Da "Il Gazzettino-cronache di Rovigo" del 25.3.01: <<PORTO TOLLE. Inattesa convergenza. Consiglio unanime: aboliamo il parco.La richiesta sarà inoltrata alla Regione>>
Con una decisione a sorpresa, il consiglio comunale ha chiesto all'unanimità alla Regione Veneto di abrogare la legge istitutiva del Parco e nello tempo ha invitato i sindaci degli altri comuni del Delta ad abbandonare l'Ente Parco.
È proprio l'unità d'intenti dei gruppi di maggioranza e minoranza l'aspetto più interessante di un documento che, nella prima versione, era parso contraddittorio. Nella presentazione fatta dal sindaco Paola Broggio, infatti, alla denuncia dei "gravissimi problemi che provocherà l'attuazione del Piano del Parco del Delta del Po" e la preoccupazione per "la futura adozione del regolamento del Parco" secondo i dettami della legge 394/91, passando attraverso la riconferma del ricorso presentato al Tar e dell'alternativa che va sotto il nome di "Aree wilderness", la maggioranza arrivava a chiedere una semplice revisione della legge regionale 36/97.
Insomma, dietro i pugni battuti sulla tavola per accontentare la popolazione, c'era la sensazione che l'Amministrazione intendesse andare a discutere modifiche mirate. Non a caso, nel primo intervento Camillo Bruschi, il consigliere dissociato dalla maggioranza, ha posto il fatale quesito: "Non siamo più contrari al Parco? Perché se si cerca di migliorare la legge significa che la si accetta". La replica è venuta nel lungo intervento (il sindaco ha concesso ben 45': evidentemente tra norme e leggi non riconosciute c'è pure il regolamento del consiglio comunale che ne prevede soli 15') del capogruppo di maggioranza Lorenzo Carnacina che ha strappato applausi al pubblico riproponendo il solito intervento sui rischi e pericoli dell'applicazione nel Delta della 394/91, l'inadeguatezza di questo tipo di Parco e la validità "perché viene dal basso" delle Aree Wilderness.
Incassato l'appoggio di Renzo Mirimin (Lega Nord), Nuova Frontiera con il capogruppo Lorenzo Gibin ha cercato di spiegare come "quello che ci divide è che proprio per i problemi che tutti denunciamo riteniamo sia necessario entrare nell'Ente Parco e gestire da dentro tutti i passaggi". Il tutto aggiungendo la nota polemica che la validità della proposta stia nella lunga serie di defezioni dal vecchio Comitato cittadino.
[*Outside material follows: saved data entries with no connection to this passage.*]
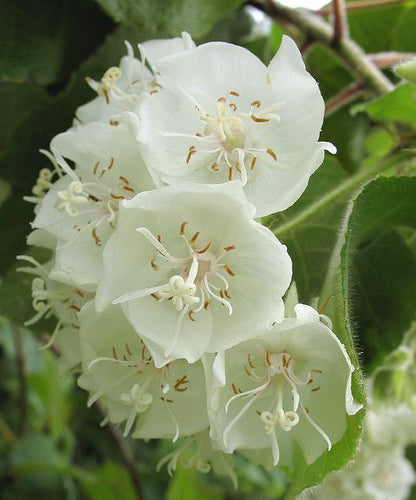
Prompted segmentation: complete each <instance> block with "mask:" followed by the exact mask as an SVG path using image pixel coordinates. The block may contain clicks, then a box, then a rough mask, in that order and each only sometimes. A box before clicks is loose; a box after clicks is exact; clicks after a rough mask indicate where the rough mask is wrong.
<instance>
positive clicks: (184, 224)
mask: <svg viewBox="0 0 416 500" xmlns="http://www.w3.org/2000/svg"><path fill="white" fill-rule="evenodd" d="M186 224H188V223H187V222H186V221H185V222H182V224H181V229H180V231H179V234H180V235H184V234H185V226H186ZM159 243H160V242H159Z"/></svg>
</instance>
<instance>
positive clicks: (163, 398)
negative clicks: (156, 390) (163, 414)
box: [160, 396, 173, 403]
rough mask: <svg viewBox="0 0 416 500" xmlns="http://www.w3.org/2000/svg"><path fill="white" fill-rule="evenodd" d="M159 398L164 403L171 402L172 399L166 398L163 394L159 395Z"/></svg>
mask: <svg viewBox="0 0 416 500" xmlns="http://www.w3.org/2000/svg"><path fill="white" fill-rule="evenodd" d="M160 399H161V400H162V401H164V402H165V403H173V399H166V398H164V397H163V396H160Z"/></svg>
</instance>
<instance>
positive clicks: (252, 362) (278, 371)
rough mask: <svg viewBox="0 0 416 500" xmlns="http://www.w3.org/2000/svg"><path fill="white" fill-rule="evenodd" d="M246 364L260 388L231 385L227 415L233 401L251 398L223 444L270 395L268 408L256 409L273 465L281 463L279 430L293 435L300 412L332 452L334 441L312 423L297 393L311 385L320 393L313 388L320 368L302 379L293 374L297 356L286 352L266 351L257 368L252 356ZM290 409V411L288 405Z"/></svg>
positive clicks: (247, 360) (227, 403) (246, 370)
mask: <svg viewBox="0 0 416 500" xmlns="http://www.w3.org/2000/svg"><path fill="white" fill-rule="evenodd" d="M247 362H248V364H247V365H244V367H243V368H244V374H245V376H248V377H249V379H251V381H254V382H256V383H257V384H260V385H258V387H256V388H254V389H249V390H247V391H241V390H240V389H238V388H237V387H238V386H237V385H236V383H235V382H233V383H232V384H231V387H232V390H233V392H234V395H233V396H231V397H230V399H229V400H228V401H227V404H226V405H225V412H226V413H227V412H228V409H229V407H230V404H231V403H232V402H233V401H236V400H239V399H241V398H244V399H248V400H249V401H248V402H247V403H246V404H245V405H244V406H243V407H242V409H241V410H240V411H239V412H238V413H237V415H236V416H235V417H234V418H233V419H232V420H231V422H230V423H229V424H228V426H227V428H226V429H225V431H224V442H225V443H226V442H227V439H228V434H229V433H230V431H231V430H232V428H233V427H234V426H235V425H236V424H237V423H238V421H239V420H240V419H241V418H242V417H243V415H244V414H245V413H246V412H247V411H248V410H249V409H250V408H251V406H252V405H253V404H254V403H255V401H257V400H258V399H259V398H260V396H262V395H265V394H267V395H268V396H269V398H268V400H269V401H270V396H271V403H269V404H268V406H267V409H265V410H257V415H258V416H259V418H260V420H261V422H262V425H263V429H264V432H265V434H266V435H268V436H270V443H271V448H272V453H273V460H274V464H275V465H277V463H278V461H279V446H278V443H277V438H276V433H275V430H276V427H279V428H280V429H282V430H283V431H285V432H290V431H291V430H292V429H293V427H295V426H296V425H297V424H298V423H299V420H300V417H299V414H298V412H299V409H301V410H302V414H303V416H304V417H305V419H306V420H307V421H308V422H309V423H310V424H311V425H312V427H313V428H314V429H315V430H316V431H317V432H318V433H319V434H320V435H321V436H322V438H323V439H324V440H325V441H326V442H327V444H328V449H331V441H330V439H329V437H328V436H327V435H326V433H325V432H324V431H323V430H322V429H321V428H320V427H319V426H318V424H316V423H315V422H314V420H312V418H311V417H310V416H309V414H308V412H309V410H307V409H306V408H305V407H304V406H303V404H302V402H301V397H300V394H299V392H298V388H299V387H305V386H310V387H311V391H312V392H317V391H318V390H320V387H319V386H318V387H316V386H314V385H313V383H314V380H313V378H312V375H313V374H321V373H322V371H321V370H319V369H312V370H310V371H309V372H308V375H307V378H306V380H301V379H299V378H298V377H297V376H296V374H295V371H294V368H295V357H294V356H293V355H290V354H288V353H286V352H280V353H272V354H271V353H270V352H269V351H268V350H266V351H265V356H264V359H263V360H261V362H260V363H259V366H257V365H256V363H255V362H254V360H253V359H252V357H251V354H250V353H249V354H248V355H247ZM288 405H289V406H290V408H289V409H288V408H287V406H288Z"/></svg>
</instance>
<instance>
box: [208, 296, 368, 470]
mask: <svg viewBox="0 0 416 500" xmlns="http://www.w3.org/2000/svg"><path fill="white" fill-rule="evenodd" d="M295 311H296V314H297V317H296V318H287V319H285V320H283V322H282V323H280V324H279V325H276V326H274V327H273V328H272V329H271V330H270V331H267V332H266V331H265V333H264V335H263V336H262V337H260V338H259V339H256V340H249V341H247V342H244V343H241V344H239V345H237V346H235V347H233V348H231V349H229V350H227V351H225V353H218V354H217V356H216V357H215V356H214V355H206V357H205V363H204V364H205V367H206V371H207V390H208V408H209V415H210V423H211V438H212V439H213V442H214V445H215V446H216V447H218V448H220V449H222V450H223V451H225V452H227V453H232V452H233V451H234V450H245V452H246V454H247V455H248V456H250V452H251V451H252V452H253V458H254V457H256V456H258V453H259V452H260V451H261V455H262V456H263V457H265V460H264V461H263V463H264V462H265V461H266V460H267V457H268V463H269V464H270V465H271V464H274V465H277V464H280V465H290V463H291V460H292V451H293V445H294V442H296V443H297V445H298V446H299V447H300V448H301V450H302V452H303V455H304V457H305V460H306V462H307V463H309V464H310V463H312V462H314V461H315V460H316V459H317V458H318V457H319V456H320V455H322V453H323V452H324V451H325V450H330V449H331V447H332V445H333V444H334V443H336V442H337V441H339V440H340V439H341V438H342V436H343V435H344V433H345V431H346V428H347V415H351V414H353V413H355V412H357V411H358V410H359V409H360V407H361V405H357V404H356V403H354V401H353V398H352V395H351V374H352V372H353V370H354V367H353V365H352V364H351V362H350V359H349V357H348V354H347V353H346V351H345V348H344V346H343V345H342V344H341V343H340V341H339V340H338V338H337V337H336V336H335V335H334V333H333V332H332V331H331V330H330V329H329V328H328V326H326V325H325V324H324V323H322V322H321V321H320V317H319V314H318V313H317V312H316V311H315V310H314V309H312V308H311V307H309V306H304V305H301V304H298V305H297V306H296V308H295ZM211 358H214V359H211ZM266 448H269V449H270V451H269V452H268V453H267V454H266V452H265V449H266Z"/></svg>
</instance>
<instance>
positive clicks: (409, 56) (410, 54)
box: [367, 52, 416, 68]
mask: <svg viewBox="0 0 416 500" xmlns="http://www.w3.org/2000/svg"><path fill="white" fill-rule="evenodd" d="M367 57H368V58H369V59H371V61H372V62H373V63H374V64H375V65H376V66H377V68H391V67H392V66H394V65H396V64H399V63H402V62H406V61H411V60H412V59H415V58H416V54H414V53H412V52H378V53H377V54H367Z"/></svg>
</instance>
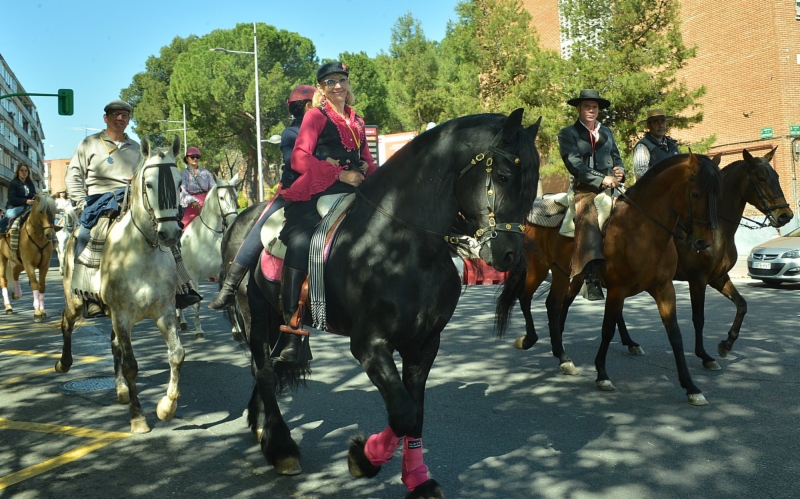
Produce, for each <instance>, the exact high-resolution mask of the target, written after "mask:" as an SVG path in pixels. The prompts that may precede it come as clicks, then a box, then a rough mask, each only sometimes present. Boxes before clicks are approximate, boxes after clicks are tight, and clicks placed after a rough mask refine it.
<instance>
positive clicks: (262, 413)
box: [239, 281, 302, 475]
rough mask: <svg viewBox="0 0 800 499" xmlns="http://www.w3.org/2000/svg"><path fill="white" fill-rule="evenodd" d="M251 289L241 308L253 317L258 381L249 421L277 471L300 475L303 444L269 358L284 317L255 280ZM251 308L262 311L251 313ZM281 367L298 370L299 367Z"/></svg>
mask: <svg viewBox="0 0 800 499" xmlns="http://www.w3.org/2000/svg"><path fill="white" fill-rule="evenodd" d="M247 288H248V289H247V304H246V307H239V308H240V310H243V311H244V310H246V313H245V315H244V317H245V320H247V318H248V315H249V319H250V320H249V321H247V322H248V324H249V327H250V334H249V339H250V341H249V346H250V354H251V370H252V372H253V378H254V380H255V386H254V387H253V394H252V395H251V397H250V402H249V403H248V404H247V423H248V426H249V427H250V429H251V430H252V432H253V433H254V434H255V435H256V438H257V439H258V441H259V443H260V444H261V453H262V454H264V457H265V458H266V459H267V462H268V463H269V464H271V465H272V466H274V467H275V472H276V473H277V474H279V475H297V474H299V473H302V467H301V466H300V447H298V445H297V443H296V442H295V441H294V440H293V439H292V435H291V432H290V431H289V427H288V426H287V425H286V421H284V419H283V416H282V415H281V409H280V407H279V406H278V400H277V393H278V391H279V387H278V383H277V381H276V373H275V367H274V365H273V363H272V361H271V360H270V358H269V352H270V333H273V334H279V333H280V330H279V327H280V325H281V324H282V317H281V316H280V314H278V312H277V311H276V310H275V309H274V308H273V306H272V305H271V304H270V303H269V301H267V299H266V297H265V296H264V294H263V293H262V291H261V288H259V287H258V286H257V285H256V283H254V282H253V281H251V285H250V286H248V287H247ZM279 289H280V288H279V287H278V288H277V289H276V290H275V298H276V299H277V296H278V293H279ZM276 303H277V302H276ZM250 310H258V311H259V312H258V313H256V314H250V313H249V311H250ZM280 367H281V368H283V369H294V368H295V367H296V366H294V365H289V366H283V365H282V366H280ZM289 375H291V373H290V374H289Z"/></svg>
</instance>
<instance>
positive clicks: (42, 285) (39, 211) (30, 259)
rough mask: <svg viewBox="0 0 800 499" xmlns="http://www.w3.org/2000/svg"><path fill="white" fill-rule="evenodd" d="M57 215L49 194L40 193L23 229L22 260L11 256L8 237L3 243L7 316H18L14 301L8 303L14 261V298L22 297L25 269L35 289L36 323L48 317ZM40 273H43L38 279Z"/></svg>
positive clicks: (0, 263) (5, 298) (2, 262)
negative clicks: (20, 287) (15, 314)
mask: <svg viewBox="0 0 800 499" xmlns="http://www.w3.org/2000/svg"><path fill="white" fill-rule="evenodd" d="M55 215H56V202H55V200H54V199H53V198H51V197H50V196H48V195H47V194H42V193H40V194H37V195H36V197H34V200H33V205H32V206H31V211H30V215H29V216H28V219H27V220H26V221H25V223H23V224H22V227H20V231H19V232H20V233H19V251H18V253H19V257H17V255H12V254H11V245H10V243H9V240H8V236H6V237H5V238H3V242H2V243H0V287H2V289H3V302H4V304H5V308H6V314H13V313H14V309H13V307H12V306H11V302H10V301H9V300H8V280H7V277H6V275H7V274H6V265H8V263H9V262H12V263H13V264H14V265H13V267H14V268H13V270H12V272H13V278H14V282H15V284H16V290H15V291H16V292H15V293H13V298H14V299H15V300H16V299H18V298H19V297H20V296H21V294H22V293H21V291H20V287H19V275H20V273H22V269H23V268H24V269H25V273H26V274H27V275H28V280H29V281H30V284H31V289H32V290H33V320H34V322H42V321H43V320H44V319H46V318H47V314H46V313H45V311H44V293H45V291H46V290H47V282H46V280H47V271H48V270H49V269H50V257H51V256H52V255H53V249H54V246H53V240H54V239H55V237H56V233H55ZM20 260H21V261H20ZM36 270H38V271H39V278H38V279H37V278H36Z"/></svg>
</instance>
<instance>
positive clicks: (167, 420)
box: [156, 396, 178, 421]
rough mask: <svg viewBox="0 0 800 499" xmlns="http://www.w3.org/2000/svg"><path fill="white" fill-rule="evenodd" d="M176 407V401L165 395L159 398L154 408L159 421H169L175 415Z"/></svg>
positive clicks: (176, 407)
mask: <svg viewBox="0 0 800 499" xmlns="http://www.w3.org/2000/svg"><path fill="white" fill-rule="evenodd" d="M177 408H178V401H177V400H176V399H171V398H169V397H167V396H164V397H162V398H161V401H160V402H159V403H158V407H157V408H156V415H158V419H160V420H161V421H169V420H170V419H172V416H174V415H175V410H176V409H177Z"/></svg>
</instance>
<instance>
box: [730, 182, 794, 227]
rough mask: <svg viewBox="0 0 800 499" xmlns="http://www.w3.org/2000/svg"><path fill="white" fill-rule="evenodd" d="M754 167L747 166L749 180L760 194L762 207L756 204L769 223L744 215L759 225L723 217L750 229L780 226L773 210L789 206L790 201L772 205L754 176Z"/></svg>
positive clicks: (785, 207) (733, 222)
mask: <svg viewBox="0 0 800 499" xmlns="http://www.w3.org/2000/svg"><path fill="white" fill-rule="evenodd" d="M770 168H771V167H770ZM754 169H755V168H752V169H751V168H747V179H748V182H750V184H751V185H752V186H753V189H755V191H756V196H758V200H759V201H760V202H761V206H762V207H760V208H759V207H758V206H756V208H758V210H759V211H760V212H761V213H763V214H764V216H765V217H766V219H767V220H769V223H767V222H758V221H756V220H753V219H751V218H748V217H745V216H743V217H742V218H744V219H745V220H747V221H748V222H752V223H754V224H756V225H757V226H758V227H750V226H748V225H744V224H743V223H741V222H737V221H735V220H731V219H729V218H728V217H722V218H724V219H725V220H727V221H729V222H733V223H738V224H739V225H741V226H742V227H747V228H748V229H757V228H760V229H763V228H764V227H770V226H772V227H780V224H779V223H778V218H777V217H776V216H775V215H774V214H773V212H774V211H776V210H780V209H781V208H788V207H789V204H788V203H783V204H776V205H770V204H769V201H767V196H766V195H765V194H764V190H763V189H762V188H761V187H760V186H759V185H758V182H756V179H755V178H754V177H753V170H754Z"/></svg>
Con il gruppo intenzionato a non votare il documento, è stata però accolta la proposta di rivedere il documento che ha sortito l'effetto di rafforzarlo.
Per la maggioranza si tratta di una "capriola" di Nuova Frontiera che non si è limitata ad esternare le sue perplessità sul Parco, ma è arrivata a chiedere l'abrogazione della legge quando la maggioranza si stava accontentando di chiederne una rivisitazione.